Bir gün…
“Cübbeli” müstear adıyla bilinen İsmailağa cemaatinin önde gelen vaizi Ahmet Mahmut Ünlü telefonla beni aradı:
-“Atatürk konusunda Odatv’ye röportaj vermek istiyorum!”
Şaşırdım. Ben tek söz etmeden ekledi:
-“Milletimizin kafasını çok karıştırıyorlar.”
Barış Pehlivan, Cübbeli Hoca’nın evine gidip röportaj yaptı. Cübbeli dedi ki:
“Vatanı Mustafa Kemal kurtarmış. Bunu kurtarana nasıl düşman olacaksın? Sevmemenin ne anlamı var?
–“ Hilafeti bile kaldırırken çok üsluplu mesela. O günkü şartları bilmeyen kâr zarar hesabı yapamaz…
–“ Hocamız Mahmut Efendi'nin hocası Hacı Aşıkkutlu Efendi'ye izin beraatı (belgesi) var Atatürk'ün… Gitmiş Ankara'ya, Atatürk onunla görüşmüş, demiş ki; ‘biz neden izin vermeyelim, senin gibi insanların Kur'an okutmasına…'
–“Atatürk anlarsa ki; bu adam hakikaten istismarcı değil, din adamı, Kuran okutacak, vermiş ona izin… Kaç tane böyle benim tanıdığım yer var…

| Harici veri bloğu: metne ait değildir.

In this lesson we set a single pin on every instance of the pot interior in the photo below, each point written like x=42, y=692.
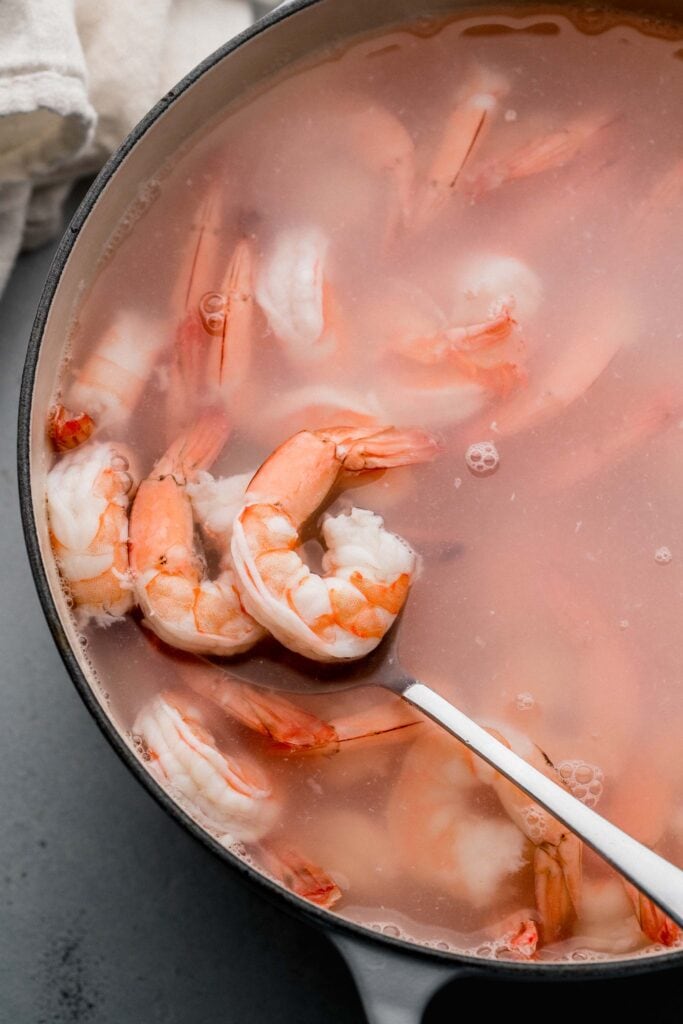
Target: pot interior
x=126, y=190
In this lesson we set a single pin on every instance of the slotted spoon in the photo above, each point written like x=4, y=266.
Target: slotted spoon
x=272, y=668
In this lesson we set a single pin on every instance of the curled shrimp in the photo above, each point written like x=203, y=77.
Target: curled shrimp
x=288, y=725
x=230, y=796
x=368, y=570
x=557, y=852
x=295, y=293
x=110, y=384
x=88, y=494
x=180, y=603
x=435, y=817
x=213, y=305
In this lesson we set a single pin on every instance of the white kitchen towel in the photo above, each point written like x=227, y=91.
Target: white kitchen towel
x=75, y=77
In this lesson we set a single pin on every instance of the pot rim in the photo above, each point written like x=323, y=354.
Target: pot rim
x=297, y=905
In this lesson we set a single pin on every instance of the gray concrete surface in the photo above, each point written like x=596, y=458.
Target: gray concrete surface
x=109, y=912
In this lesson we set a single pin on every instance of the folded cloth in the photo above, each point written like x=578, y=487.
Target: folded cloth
x=75, y=77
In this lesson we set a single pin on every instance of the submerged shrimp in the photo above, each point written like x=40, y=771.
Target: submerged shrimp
x=67, y=429
x=288, y=724
x=88, y=494
x=436, y=816
x=464, y=131
x=180, y=603
x=111, y=382
x=557, y=855
x=546, y=153
x=368, y=571
x=451, y=361
x=294, y=291
x=232, y=797
x=214, y=306
x=437, y=822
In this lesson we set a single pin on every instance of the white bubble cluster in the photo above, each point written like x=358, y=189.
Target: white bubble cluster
x=482, y=458
x=584, y=780
x=536, y=823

-“Mesela, tefsir yazdırması… Buhari'yi tercüme ettirmesi… Bu millet ne okuduğunu anlasın, demesi… Elmalılı Hamdi Yazır gibi o gün için en ehlisünnet birine yazdırması… Diyanet'i kurması, desteklemesi…
-“Burada namaz kılıyoruz, burada Kur'an okuyoruz, zikir yapıyoruz. Allah, bunda emeği geçen, fedakârlık eden, tüm ecdadımıza rahmet eylesin. Atatürk'e düşmanlık yaparak yıpratmanın kimseye faydası yok…”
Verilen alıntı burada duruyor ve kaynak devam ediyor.